Début juin, les combats quittent la Méditerranée Orientale pour se recentrer sur la frontière où les Britanniques préparent une nouvelle offensive Battleaxe. Néanmoins, au préalable, la RAF reçoit l’instruction de neutraliser toute menace aérienne en procédant à des attaques systématiques sur les aérodromes. C’est dans ce cadre que la SAAF connait le premier drame d’une longue série lorsque sept Hurricane du No.1 (SAAF) Squadron sont envoyés sur Gambut. Arrivé au-dessus de la cible, le Lieutnant Robert H. Talbot est chargé d’assurer la couverture aérienne. L’attaque est un succès, mais au moment de fuir en direction de la mer, les pilotes remarquent que le Z4515 de Talbot émet une légère fumée. Soudain à leur horreur, l’appareil bascule brusquement et s’écrase en mer, entraînant dans la mort le premier as de la SAAF. 

Dans le même temps, les premiers renforts commencent à arriver avec le No.12 (SAAF) Squadron sur Maryland et le No.2 « Flying Cheetahs » (SAAF) Squadron. Quoique ce dernier est encore en cours d’entraînement sur le nouveau Tomahawk, le Captain Douglas H. Loftus reçoit l’instruction d’envoyer un détachement auprès du No.1 (SAAF) Squadron avec pilotes, vétérans d’Afrique de l’Est. 

Le 14 juin 1941, la RAF décide de frapper un grand coup, à l’aube, contre les aérodromes avec trois formations : la première composée de six Hurricane du No.73 (RAF) Squadron et un Maryland du No.24 (SAAF) Squadron doit attaquer Gazala Nord, la deuxième avec six Hurricane du No.1 (SAAF) Squadron et un Maryland du No.24 (SAAF) Squadron vise Gazala Sud, enfin la dernière avec six Hurricane du No.274 (RAFà Squadron et un Maryland du No.24 (SAAF) Squadron sur Derna. Les premiers appareils décollent, à 04h39, mais seulement trois d’entre eux, ainsi que le Maryland rentrent, un pilot étant capturé (Pilot Officer R. Chatfield) et deux autres s’écrasent et meurt dans le désert (Flying Officer G.E. Goodman ; Flight Sergeant J. White). La troisième formation se perd, peu après le décollage, suite à la perte du Maryland et rentre se poser. Les Sud-africains partent, eux, à 05h15 depuis Sidi Barrani. Là encore, la mauvaise visibilité a des conséquences négatives et finalement seules le Maryland « 1609 / AH301 » (Lieutnant F.C. Newbord ; Second Lieutnant Charles C. Gordon ; Air Sergeant Reginald E.O. Giles et Paul W. de Beer Bothma) et le Hurricane « V7831 » (Captain Kenneth W. Driver) arrive au-dessus de Gazala. Cependant, les Allemands sont avertis et la Flak entre en action, puis soudain, un Bf 109 est aperçue. Celui-ci, piloté par l’Oberleutnant Ludwig Franzisket (3./JG 27), engage immédiatement Driver dans un face à face où les deux appareils sont endommagés. Si le Driver doit sauter, l’allemand a encore le temps d’attaquer le Maryland et de l’abattre, seul le Lieutnant F.C. Newbord réussissant à quitter l’appareil. Les deux Sud-africains sont capturés. 

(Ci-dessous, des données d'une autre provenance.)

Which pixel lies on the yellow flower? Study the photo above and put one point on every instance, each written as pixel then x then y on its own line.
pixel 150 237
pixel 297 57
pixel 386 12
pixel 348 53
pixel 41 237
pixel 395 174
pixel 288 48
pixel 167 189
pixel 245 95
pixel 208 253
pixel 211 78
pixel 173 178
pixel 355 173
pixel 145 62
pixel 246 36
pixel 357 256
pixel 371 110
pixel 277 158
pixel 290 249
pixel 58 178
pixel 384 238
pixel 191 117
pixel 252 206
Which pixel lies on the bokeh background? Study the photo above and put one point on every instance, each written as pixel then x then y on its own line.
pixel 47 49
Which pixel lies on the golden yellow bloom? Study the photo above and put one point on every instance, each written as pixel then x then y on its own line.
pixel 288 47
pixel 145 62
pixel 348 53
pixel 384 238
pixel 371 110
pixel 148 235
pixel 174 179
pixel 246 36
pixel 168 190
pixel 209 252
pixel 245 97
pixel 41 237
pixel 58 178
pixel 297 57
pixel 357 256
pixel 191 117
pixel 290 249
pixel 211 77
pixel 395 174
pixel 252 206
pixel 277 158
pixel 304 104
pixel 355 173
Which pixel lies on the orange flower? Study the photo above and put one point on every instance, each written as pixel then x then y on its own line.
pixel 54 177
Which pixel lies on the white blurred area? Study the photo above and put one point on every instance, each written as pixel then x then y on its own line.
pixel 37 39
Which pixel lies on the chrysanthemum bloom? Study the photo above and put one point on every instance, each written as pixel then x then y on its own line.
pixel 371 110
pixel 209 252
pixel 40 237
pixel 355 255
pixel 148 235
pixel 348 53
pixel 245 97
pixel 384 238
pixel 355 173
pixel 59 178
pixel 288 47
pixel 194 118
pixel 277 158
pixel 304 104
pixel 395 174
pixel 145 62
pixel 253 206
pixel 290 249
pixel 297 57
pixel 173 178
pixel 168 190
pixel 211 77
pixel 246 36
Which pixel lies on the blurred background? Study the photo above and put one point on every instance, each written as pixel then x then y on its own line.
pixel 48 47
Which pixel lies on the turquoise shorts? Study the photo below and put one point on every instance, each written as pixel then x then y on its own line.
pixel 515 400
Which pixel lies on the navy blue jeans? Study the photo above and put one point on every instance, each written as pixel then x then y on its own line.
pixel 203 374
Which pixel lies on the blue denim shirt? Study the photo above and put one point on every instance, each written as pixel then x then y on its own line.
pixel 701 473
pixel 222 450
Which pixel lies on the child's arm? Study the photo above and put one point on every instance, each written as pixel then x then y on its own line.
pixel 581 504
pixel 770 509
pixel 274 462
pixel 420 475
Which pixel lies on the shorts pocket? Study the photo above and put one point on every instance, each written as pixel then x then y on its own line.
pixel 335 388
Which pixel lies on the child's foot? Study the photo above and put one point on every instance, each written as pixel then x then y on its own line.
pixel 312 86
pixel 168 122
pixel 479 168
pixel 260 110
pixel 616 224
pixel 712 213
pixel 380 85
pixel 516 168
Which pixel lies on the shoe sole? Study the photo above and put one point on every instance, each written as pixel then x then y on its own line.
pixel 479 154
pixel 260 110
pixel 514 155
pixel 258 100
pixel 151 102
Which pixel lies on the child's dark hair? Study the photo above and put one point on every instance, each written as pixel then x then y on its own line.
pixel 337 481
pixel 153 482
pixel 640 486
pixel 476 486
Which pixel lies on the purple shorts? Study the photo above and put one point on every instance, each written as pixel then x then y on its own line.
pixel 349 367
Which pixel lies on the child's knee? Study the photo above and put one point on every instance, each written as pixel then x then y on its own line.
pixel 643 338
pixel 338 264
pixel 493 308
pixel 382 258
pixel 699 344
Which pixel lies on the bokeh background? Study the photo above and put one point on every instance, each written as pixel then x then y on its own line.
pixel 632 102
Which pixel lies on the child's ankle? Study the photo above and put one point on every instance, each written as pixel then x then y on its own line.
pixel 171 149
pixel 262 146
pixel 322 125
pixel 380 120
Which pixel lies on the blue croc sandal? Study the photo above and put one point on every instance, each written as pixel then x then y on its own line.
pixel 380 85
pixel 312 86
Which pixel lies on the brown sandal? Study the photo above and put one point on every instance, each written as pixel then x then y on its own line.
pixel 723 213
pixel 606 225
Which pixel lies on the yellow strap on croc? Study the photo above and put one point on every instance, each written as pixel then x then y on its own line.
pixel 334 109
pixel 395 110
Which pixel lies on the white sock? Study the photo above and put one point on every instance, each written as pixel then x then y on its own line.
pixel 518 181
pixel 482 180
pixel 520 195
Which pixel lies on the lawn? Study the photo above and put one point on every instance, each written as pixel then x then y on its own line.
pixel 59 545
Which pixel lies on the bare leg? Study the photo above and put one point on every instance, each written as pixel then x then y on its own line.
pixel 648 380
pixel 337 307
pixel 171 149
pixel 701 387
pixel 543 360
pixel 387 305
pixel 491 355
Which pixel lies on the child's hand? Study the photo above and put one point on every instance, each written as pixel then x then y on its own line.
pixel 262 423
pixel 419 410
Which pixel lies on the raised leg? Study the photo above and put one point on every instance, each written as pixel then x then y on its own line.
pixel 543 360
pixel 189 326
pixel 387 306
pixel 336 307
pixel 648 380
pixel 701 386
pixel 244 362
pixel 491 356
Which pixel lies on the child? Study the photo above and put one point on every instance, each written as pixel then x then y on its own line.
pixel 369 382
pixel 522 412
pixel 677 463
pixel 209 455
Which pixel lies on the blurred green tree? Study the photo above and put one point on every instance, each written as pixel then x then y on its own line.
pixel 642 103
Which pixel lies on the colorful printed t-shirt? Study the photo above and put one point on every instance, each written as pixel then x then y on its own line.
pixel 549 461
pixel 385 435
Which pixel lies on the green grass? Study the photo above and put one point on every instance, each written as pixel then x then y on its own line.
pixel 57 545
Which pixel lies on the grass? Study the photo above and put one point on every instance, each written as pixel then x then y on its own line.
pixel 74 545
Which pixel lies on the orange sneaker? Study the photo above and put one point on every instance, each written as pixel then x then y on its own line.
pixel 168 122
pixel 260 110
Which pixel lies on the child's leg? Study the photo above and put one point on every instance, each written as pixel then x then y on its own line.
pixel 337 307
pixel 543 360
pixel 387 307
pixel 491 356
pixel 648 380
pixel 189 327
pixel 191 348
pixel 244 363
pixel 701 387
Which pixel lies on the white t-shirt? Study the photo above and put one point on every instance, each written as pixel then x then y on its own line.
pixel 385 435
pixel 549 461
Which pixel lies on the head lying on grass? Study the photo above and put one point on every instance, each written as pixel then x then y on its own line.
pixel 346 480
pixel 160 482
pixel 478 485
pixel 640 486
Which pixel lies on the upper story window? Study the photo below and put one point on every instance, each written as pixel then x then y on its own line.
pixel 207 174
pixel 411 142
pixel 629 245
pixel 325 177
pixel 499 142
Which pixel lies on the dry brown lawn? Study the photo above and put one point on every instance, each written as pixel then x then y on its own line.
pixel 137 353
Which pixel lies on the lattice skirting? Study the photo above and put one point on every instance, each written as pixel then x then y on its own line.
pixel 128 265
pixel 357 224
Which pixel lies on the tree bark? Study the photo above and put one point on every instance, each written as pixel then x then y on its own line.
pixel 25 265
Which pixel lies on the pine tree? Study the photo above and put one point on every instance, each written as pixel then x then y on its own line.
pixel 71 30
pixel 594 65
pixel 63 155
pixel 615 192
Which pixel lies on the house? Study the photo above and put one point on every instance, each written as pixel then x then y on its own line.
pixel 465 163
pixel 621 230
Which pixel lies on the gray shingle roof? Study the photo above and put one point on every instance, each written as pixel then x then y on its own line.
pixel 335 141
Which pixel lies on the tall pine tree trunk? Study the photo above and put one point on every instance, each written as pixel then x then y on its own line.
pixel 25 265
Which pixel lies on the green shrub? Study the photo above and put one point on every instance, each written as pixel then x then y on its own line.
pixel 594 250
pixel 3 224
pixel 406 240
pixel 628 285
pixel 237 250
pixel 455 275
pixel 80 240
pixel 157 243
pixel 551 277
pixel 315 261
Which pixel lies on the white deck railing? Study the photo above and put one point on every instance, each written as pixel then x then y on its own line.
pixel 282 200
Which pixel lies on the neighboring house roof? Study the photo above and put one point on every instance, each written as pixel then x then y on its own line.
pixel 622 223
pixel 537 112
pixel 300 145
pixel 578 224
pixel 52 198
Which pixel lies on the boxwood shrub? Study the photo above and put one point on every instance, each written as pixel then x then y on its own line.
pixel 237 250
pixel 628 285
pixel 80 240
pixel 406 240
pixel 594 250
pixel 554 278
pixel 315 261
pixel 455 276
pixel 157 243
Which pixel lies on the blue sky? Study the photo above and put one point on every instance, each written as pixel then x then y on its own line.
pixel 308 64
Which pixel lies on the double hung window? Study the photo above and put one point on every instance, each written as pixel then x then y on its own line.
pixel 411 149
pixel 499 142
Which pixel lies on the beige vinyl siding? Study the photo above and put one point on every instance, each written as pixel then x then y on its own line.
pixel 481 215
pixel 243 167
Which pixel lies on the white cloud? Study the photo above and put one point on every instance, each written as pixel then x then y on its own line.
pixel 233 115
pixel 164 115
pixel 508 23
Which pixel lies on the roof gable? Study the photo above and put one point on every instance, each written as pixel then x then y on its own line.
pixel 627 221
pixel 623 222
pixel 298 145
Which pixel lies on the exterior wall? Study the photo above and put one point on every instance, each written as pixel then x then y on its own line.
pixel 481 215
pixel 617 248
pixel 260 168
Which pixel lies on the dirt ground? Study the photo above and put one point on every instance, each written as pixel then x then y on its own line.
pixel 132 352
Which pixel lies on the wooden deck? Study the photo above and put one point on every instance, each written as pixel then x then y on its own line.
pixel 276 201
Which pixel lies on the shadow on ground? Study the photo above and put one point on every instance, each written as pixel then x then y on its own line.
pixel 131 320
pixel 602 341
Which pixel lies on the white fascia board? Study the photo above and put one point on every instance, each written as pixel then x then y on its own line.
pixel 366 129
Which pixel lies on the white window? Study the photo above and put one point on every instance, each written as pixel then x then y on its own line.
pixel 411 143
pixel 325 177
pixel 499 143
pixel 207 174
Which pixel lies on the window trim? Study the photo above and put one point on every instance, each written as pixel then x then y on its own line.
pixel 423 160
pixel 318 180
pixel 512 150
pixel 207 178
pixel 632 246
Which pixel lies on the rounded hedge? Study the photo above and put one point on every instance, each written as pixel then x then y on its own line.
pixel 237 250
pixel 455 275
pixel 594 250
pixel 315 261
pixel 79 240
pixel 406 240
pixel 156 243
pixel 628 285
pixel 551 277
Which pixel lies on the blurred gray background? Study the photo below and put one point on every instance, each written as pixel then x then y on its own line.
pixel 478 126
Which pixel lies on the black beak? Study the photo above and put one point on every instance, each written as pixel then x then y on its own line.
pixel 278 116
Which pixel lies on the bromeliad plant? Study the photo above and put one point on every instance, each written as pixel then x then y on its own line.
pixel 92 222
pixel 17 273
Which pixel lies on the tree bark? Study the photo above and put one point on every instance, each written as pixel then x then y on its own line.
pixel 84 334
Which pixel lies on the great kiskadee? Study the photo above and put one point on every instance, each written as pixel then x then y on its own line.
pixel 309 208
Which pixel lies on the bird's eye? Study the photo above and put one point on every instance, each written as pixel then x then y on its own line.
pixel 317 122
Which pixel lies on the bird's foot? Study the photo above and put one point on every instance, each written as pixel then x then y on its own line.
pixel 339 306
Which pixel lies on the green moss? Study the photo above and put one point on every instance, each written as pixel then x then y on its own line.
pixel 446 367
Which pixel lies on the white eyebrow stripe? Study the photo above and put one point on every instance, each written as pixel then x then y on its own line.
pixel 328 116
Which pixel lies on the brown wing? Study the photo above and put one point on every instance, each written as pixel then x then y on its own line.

La journée se termine, décidément, mal puisqu’à 19h10, trois Hurricane Mk I du 1 Squadron SAAF décollent pour patrouiller le secteur de Rabia. Vers 20h05, une formation de Ju 87 est engagée, mais immédiatement après les Bf 109 E-7 du 1./JG 27 leurs plongent dessus. Si le Lieutnant A.A. Webb réussit à s’échapper, les Lieutnant Adriaan J. Botha (V7809) et Ralph V. Christie (V7818) sont abattus et tués dans le combat. Deux victoires sont, effectivement, revendiquées par les Oberleutnante Hugo Schneider et Wolfgang Redlich.